Learning Few-Step Diffusion Models by Trajectory Distribution Matching¶

Conference: ICCV 2025 arXiv: 2503.06674 Code: Project Page Area: Diffusion Models / Image Generation Keywords: Diffusion Distillation, Few-Step Generation, Trajectory Distribution Matching, Score Distillation, Text-to-Image Acceleration

TL;DR¶

This paper proposes Trajectory Distribution Matching (TDM), a novel paradigm that unifies trajectory distillation and distribution matching by aligning the marginal distributions of student and teacher ODE trajectories at the distributional level. TDM enables efficient few-step diffusion model distillation, requiring only 2 A800 GPU-hours to distill PixArt-α into a 4-step generator that surpasses the teacher model.

Background & Motivation¶

Accelerating diffusion model sampling is critical for efficient deployment of AIGC systems. Existing distillation methods fall into two major categories, each with notable limitations:

Distribution Matching methods (e.g., DMD, SiD): achieve distribution-level alignment via score distillation and perform strongly in one-step generation, but are primarily optimized for single-step inference and lack flexibility for multi-step sampling—additional steps cannot be effectively exploited.

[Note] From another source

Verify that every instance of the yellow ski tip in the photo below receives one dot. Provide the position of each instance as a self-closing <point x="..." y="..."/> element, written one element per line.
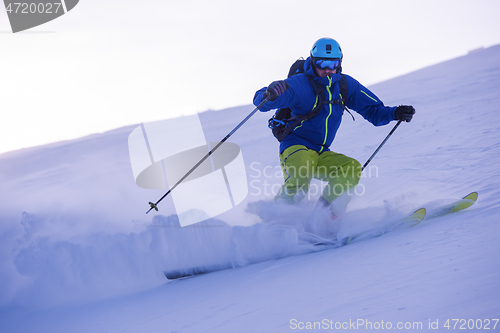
<point x="418" y="214"/>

Trajectory Distillation methods (e.g., Progressive Distillation, Consistency Models): simulate teacher ODE trajectories at the instance level and support multi-step sampling, but instance-level trajectory matching imposes high demands on model capacity, and numerical errors from solving the teacher ODE propagate to the student.

Key Challenge: Distribution matching discards intermediate trajectory information, while trajectory distillation suffers from the difficulty of instance-level matching.

Core Idea of TDM: Match trajectories at the distributional level rather than at the instance level. This non-trivially unifies the advantages of both paradigms—leveraging trajectory information for fine-grained knowledge transfer while reducing learning difficulty through distribution-level alignment.

Method¶

Overall Architecture¶

TDM parameterizes a \(K\)-step student model as a discrete ODE sampler that generates intermediate samples \(x_{t_i}\) along the trajectory. Distribution-level score distillation is then applied to align the marginal distribution \(p_{\theta, t_i}\) at each timestep on the student trajectory with the corresponding teacher distribution \(p_{\phi, t_i}\). The entire process is data-free and does not require solving the teacher ODE.

Key Designs¶

TDM Objective:
- Function: Minimize the reverse KL divergence from the teacher distribution at each timestep along the student trajectory.
- Mechanism: The objective is formulated as: \(L(\theta) = \sum_{i=0}^{K-1} \sum_{\tau=t_i}^{t_{i+1}} \lambda_\tau \text{KL}(p_{\theta, \tau|t_i}(x_\tau) \| p_{\phi, \tau}(x_\tau))\) where \(p_{\theta, \tau|t_i}\) is the diffusion distribution of student trajectory samples. The gradient is computed as: \(\nabla_\theta L(\theta) \approx \sum_{i,\tau} \lambda_\tau [s_\psi(x_\tau, \tau) - s_\phi(x_\tau, \tau)] \frac{\partial x_{t_i}}{\partial \theta}\) A fake score \(s_\psi\) is required to approximate the score of the student distribution.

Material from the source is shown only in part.